- Associated Press - Wednesday, December 29, 2010

COPENHAGEN (AP) — An Iraqi asylum seeker accused of plotting a shooting attack on the Copenhagen office of a newspaper that published cartoons of the Prophet Muhammad was freed Thursday because of an apparent lack of evidence.

Three other suspects, residents in Sweden, were ordered to remain in custody for four weeks by a Danish court.

The four men were arrested in the Danish capital on Wednesday, while police in Stockholm arrested a Swedish citizen of Tunisian origin, suspected of being linked to the plot.

Danish and Swedish police said the group, which they had been observing for months, planned a shooting spree in the building where the Jyllands-Posten newspaper has its Copenhagen newsroom.

Jakob Scharf, head of the Danish Security and Intelligence Service, described some of the suspects as “militant Islamists with relations to international terror networks.” He said more arrests were possible.

Mr. Scharf said the assault was to have been carried out before this weekend and could have been similar in strategy to the 2008 terrorist attack in Mumbai, India, that left 166 people dead

The latest arrests brought renewed attention to simmering anger at the newspaper, which has been the target of several attacks and threats since publishing 12 cartoons of the Prophet in 2005.

The right-leaning daily, one of Denmark’s largest, had asked Danish cartoonists to draw the Prophet as a challenge to self-censorship after the author of a children’s book on religion said its illustrator demanded anonymity because he feared retaliation for a picture of Muhammad.

Islamic law generally opposes any depiction of Muhammad, even favorable ones, for fear it could lead to idolatry.

Kurt Westergaard, the artist who drew the most controversial of the cartoons — the Prophet wearing a bomb-shaped turban — also has been attacked and threatened.

The cartoons turned this small Scandinavian nation into a target of Islamist groups seeking to carry out terror attacks and prompted violent anti-Danish protests in Muslim countries in 2006.

Under a court order, none of the suspects held in Denmark can be named. Police said they were Swedish residents — a 44-year-old Tunisian, a 29-year-old Lebanese-born man and a 30-year-old whose national origin was not released.

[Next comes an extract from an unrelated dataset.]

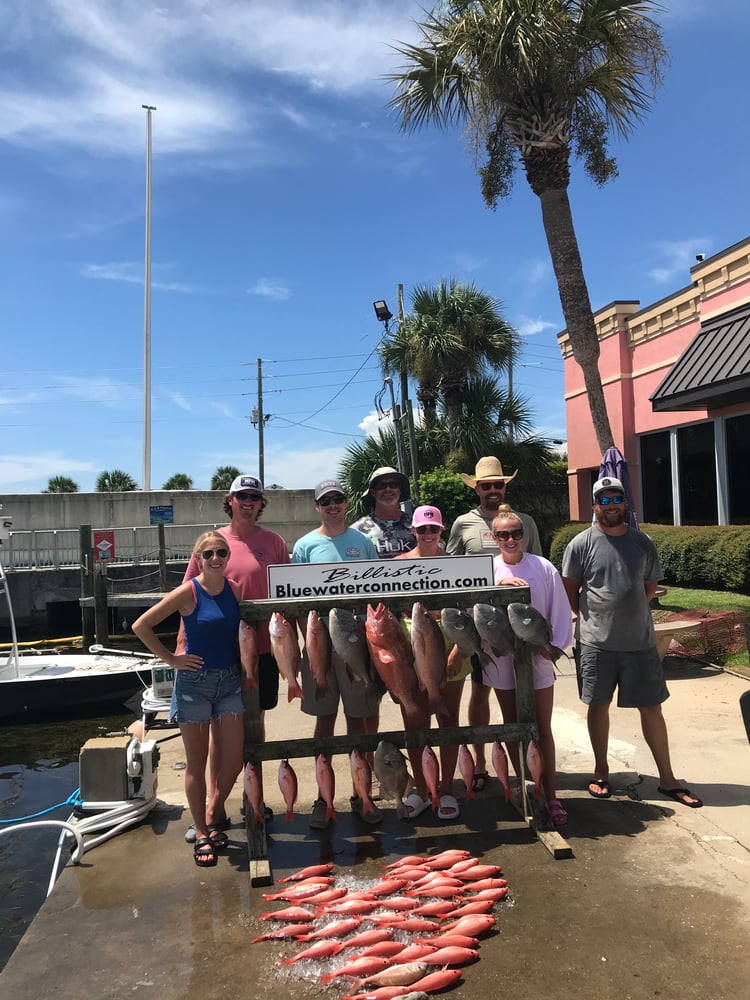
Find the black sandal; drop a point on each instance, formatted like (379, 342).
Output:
(204, 853)
(217, 837)
(480, 781)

The men face preliminary charges of attempting to carry out an act of terrorism and possession of illegal weapons. The men pleaded not guilty and refused to speak in the closed-door hearing at the Glostrup City Court in the Danish capital.

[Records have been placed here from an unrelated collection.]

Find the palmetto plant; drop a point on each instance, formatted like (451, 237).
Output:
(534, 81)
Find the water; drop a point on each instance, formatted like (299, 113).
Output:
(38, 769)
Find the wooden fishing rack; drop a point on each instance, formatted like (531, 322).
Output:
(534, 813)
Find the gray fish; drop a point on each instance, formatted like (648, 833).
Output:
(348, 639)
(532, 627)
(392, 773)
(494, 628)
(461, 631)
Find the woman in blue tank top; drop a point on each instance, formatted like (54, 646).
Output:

Preliminary charges are a step short of formal charges, but if the charges are formally filed and the men are convicted, they could face life sentences.

A Danish intelligence official said the released Iraqi man remains a suspect but gave no other details and spoke on condition of anonymity because he was not authorized to speak to the press.

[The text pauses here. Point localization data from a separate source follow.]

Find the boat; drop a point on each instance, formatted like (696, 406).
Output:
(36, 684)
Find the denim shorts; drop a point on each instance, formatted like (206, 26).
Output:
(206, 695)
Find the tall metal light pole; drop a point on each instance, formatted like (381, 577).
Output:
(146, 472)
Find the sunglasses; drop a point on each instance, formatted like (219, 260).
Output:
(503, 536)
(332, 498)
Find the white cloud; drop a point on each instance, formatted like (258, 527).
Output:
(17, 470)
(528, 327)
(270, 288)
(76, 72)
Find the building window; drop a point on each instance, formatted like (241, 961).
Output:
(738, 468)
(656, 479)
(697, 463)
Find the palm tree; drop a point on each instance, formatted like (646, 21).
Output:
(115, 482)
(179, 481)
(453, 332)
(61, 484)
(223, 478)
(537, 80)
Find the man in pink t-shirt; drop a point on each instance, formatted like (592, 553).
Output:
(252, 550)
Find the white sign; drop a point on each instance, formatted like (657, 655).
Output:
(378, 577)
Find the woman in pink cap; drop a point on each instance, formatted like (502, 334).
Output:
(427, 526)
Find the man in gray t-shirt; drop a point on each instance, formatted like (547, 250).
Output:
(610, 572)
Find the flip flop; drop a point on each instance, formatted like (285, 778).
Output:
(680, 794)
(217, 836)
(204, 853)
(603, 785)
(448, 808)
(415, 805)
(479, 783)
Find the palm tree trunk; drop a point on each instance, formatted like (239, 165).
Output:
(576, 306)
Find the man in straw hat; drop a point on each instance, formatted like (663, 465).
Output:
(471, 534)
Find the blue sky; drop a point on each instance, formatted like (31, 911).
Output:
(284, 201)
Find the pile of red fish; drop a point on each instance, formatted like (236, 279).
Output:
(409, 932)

The Iraqi suspect’s younger brother said he had been released and was at home with his parents.

“My brother is innocent. He is being called a terrorist because he is a devout Muslim,” Farooq Muhammed Salman told the AP. “I know that my brother has nothing to do with this.”

Mr. Salman said his brother, who suffers from various ailments, rarely leaves the apartment where he lives with his parents.

Officials said the men arrived by car in Denmark late Tuesday or early Wednesday from Stockholm. Police, who had been watching the group’s movements for two months, followed the vehicle and arrested the men Wednesday as they left an apartment in a Copenhagen suburb.

Police didn’t visibly increase patrols on the streets of Copenhagen.

“We have found no reason to change anything in relation to our preparedness,” Copenhagen police spokesman Rasmus Skovsgaard told the AP.